Designer: Ingi Kristján Sigurmarsson
School: Icelandic Academy of the Arts
Type Of Work: Student Project
Grandalandi is a visual identity for a traditional Icelandic alcohol.
Landi is an integral part of Icelandic drinking culture but simultaneously frowned upon by the public. One can find home brewed and distilled alcohol in every culture but it varies considerably whether it’s favored or rejected by society. In Iceland, Landi is linked to countryside romance or looked upon as low-grade liquor and even dangerous.
Looking through history, distilled alcohol was originally related to quite a different way of thinking. The art of distillation is in fact an alchemical invention, dating back to 2000 years BC. Alchemists regarded fermentation and distillation as a sacred process: A metaphor for the transformation of the human spirit. In those days, purified alcohol was known as Aqua Vitae; the Elixir of Life.
The fermentation and distillation processes were divided into stages that had ambiguous and complicated symbolic worth and the process itself was regarded as Magnum Opus; The Great Work, where the outcome was perfect harmony between soul, spirit and body.
Grandalandi is produced in accordance with alchemical prescription which is transferred onto the design, in order to create a new image of this inferior drink by presenting it as luxury merchandise.
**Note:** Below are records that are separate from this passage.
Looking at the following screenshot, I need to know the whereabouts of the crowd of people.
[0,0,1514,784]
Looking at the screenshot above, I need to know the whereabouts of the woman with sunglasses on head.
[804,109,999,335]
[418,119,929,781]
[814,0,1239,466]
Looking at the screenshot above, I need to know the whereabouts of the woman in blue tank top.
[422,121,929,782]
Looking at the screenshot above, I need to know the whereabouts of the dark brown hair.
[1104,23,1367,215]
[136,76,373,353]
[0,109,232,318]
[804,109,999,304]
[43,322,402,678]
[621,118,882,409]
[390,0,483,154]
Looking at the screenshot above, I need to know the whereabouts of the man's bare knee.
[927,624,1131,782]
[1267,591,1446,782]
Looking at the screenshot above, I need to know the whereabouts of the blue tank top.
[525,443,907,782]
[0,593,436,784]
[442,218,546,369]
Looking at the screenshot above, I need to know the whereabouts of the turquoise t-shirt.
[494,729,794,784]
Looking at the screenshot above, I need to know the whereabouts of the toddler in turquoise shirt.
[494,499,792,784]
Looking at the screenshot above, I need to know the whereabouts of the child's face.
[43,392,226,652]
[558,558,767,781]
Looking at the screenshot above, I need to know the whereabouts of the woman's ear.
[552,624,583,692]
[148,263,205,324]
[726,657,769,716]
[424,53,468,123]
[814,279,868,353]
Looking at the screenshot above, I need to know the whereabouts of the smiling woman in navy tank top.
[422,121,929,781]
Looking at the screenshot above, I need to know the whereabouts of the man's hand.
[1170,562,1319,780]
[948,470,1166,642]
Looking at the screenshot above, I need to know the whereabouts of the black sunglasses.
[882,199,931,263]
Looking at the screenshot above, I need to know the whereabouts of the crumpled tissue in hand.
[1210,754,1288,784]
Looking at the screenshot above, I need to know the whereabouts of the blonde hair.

By applying the same approach to the design as a whole, the layman’s method is honored; the piece is hand-made from start to finish, as is the drink itself. This approach fetishizes the piece, making the drink more desirable and attractive—which is ironic in light of the stigma attached to its contents—creating tension between façade and content.
The commodification of nature in order to sell Icelandic sprits, (i.e. glacial water, volcanic powers and so forth) has always struck me as a farce, so I decided to poke fun at that. Who says distilling grain alcohol at full moon is not better than filtration through lava-rock?